A polêmica discussão sobre o agravamento das punições de
adolescentes que cometem atos infracionais ganhou mais um capítulo, ontem, com
a aprovação, na Câmara dos Deputados, da proposta de redução da maioridade
penal de 18 para 16 anos. O texto, validado por comissão especial, determina
que, nos casos de crimes graves ou hediondos, pessoas de 16 e 17 anos serão
punidas pelo Código Penal, ao contrário do que estabelece o Estatuto da Criança
e do Adolescente (ECA).
Para entrar em vigor, o projeto ainda precisa passar pelo
plenário da Câmara e, depois, pelo Senado. No entanto, a possibilidade de
mudança já divide opiniões, repercutindo negativamente entre entidades de
defesa dos direitos dos adolescentes e positivamente entre os que alegam a
necessidade de maior rigor nas penalidades.
De acordo com a proposta, a redução da maioridade deve valer
para os adolescentes que cometerem crimes hediondos (como latrocínio, estupro e
sequestro), homicídios dolosos (com intenção de matar), tráfico de drogas,
lesão corporal grave, lesão corporal seguida de morte, e roubo qualificado (com
uso de arma, participação de mais de uma pessoa, ou quando a vítima sobre lesão
ou morre). Aqueles que forem condenados serão encaminhados para unidades
prisionais separadas das que abrigam maiores de 18 anos.
Para a coordenadora do Centro de Defensa da Criança e do
Adolescente do Ceará (Cedeca), Talita Maciel, o projeto segue um discurso
equivocado que associa a redução da maioridade penal à redução da violência.
Para ela, uma das consequências imediatas será o agravamento da superlotação e
da ineficiência do sistema prisional.
"A situação do sistema, hoje, já é caótica, com muita
violência, muita falta de dignidade. Quanto mais adolescentes forem
encarcerados, maior será a violência, porque não há condições de um jovem
entrar nessa realidade e sair ressocializado", afirma a coordenadora do
Cedeca. "Muito se diz sobre o ECA ser falho, mas a verdade é que o sistema
socioeducativo nunca foi, de fato, implementado, de uma forma que os jovens não
reincidam no crime", completa.
Rossana Brasil, presidente da Comissão de Políticas Públicas
sobre Drogas da Ordem dos Advogados do Brasil (OAB-CE), acredita que a redução
abre precedentes para a possibilidade de responsabilização penal de
adolescentes cada vez mais jovens. "A partir do momento que os
adolescentes de 16, 17 anos estiverem presos, crianças e adolescentes menores
vão começar a ser cooptados pelo crime", diz.

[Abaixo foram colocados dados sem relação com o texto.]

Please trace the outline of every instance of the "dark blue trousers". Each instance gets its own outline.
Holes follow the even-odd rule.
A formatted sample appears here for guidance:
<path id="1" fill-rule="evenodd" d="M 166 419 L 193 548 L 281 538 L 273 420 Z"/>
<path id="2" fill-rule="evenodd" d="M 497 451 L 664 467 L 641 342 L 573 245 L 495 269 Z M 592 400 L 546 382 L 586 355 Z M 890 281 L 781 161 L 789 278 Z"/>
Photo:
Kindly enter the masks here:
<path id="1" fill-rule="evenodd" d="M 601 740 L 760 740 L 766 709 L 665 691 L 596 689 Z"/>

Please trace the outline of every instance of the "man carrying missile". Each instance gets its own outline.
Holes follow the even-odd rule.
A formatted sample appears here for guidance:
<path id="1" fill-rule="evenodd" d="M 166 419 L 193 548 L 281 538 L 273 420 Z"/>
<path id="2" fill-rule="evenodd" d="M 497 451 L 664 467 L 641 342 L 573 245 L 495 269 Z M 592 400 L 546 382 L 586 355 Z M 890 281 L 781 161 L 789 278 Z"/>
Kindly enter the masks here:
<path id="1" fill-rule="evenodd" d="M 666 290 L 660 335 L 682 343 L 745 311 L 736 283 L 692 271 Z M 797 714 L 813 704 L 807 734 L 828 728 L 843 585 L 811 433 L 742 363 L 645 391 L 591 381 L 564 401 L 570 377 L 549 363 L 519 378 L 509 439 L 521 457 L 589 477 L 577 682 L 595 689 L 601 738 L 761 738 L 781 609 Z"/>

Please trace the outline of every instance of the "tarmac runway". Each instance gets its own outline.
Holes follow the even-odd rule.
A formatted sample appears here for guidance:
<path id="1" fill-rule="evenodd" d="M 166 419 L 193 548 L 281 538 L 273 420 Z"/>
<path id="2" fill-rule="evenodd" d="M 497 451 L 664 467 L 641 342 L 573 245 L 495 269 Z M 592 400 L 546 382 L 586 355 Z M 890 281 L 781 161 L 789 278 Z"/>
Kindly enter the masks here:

A Conferência Nacional dos Bispos do Brasil (CNBB) também
manifestou-se contra a redução. "O caminho para pôr fim à condenável
violência praticada por adolescentes passa, antes de tudo, por ações
preventivas", afirma em nota.
Rigidez
Sem expressar opinião definida, o delegado adjunto Emerson
Pompeu, da Delegacia da Criança e do Adolescente de Fortaleza (DCA) defende uma
maior rigidez nas punições. Em algumas situações, ele afirma, as penalidades do
ECA não são suficientes. "Vemos casos de adolescentes comandando
quadrilhas e cometendo outros crimes ainda mais graves. Entendo que não se pode
mais dizer que eles não sabem dos consequências de seus atos. Mas não sei qual
vai ser o impacto dessa mudança".
Manuel Clístenes, juiz titular da 5ª Vara da Infância e da
Juventude de Fortaleza também defende que haja uma reformulação no ECA, de modo
que os adolescentes que pratiquem crimes hediondos tenham medidas
socioeducativas com tempos maiores de internação. "O ECA se mostrou uma lei
absolutamente incapaz, ante uma mudança avassaladora no perfil dos jovens.
Atualmente, o grau de comprometimento de alguns com a criminalidade e,
consequentemente, o aumento da periculosidade não está tendo o tratamento
adequado. A legislação não traz uma resposta justa, proporcional e razoável
para aqueles que praticam atos análogos aos hediondos. Na minha opinião, o
caminho é a mudança da lei, e não a redução da maioridade".
Para discutir o tema, o Ministério Público do Estado do Ceará
(MPCE) realiza, hoje, o curso Direito à Infância e Juventude, no qual
apresentará o projeto de lei elaborado pelo Fórum Nacional Proinfância, que
trata do aperfeiçoamento do ECA, ante a redução da maioridade penal.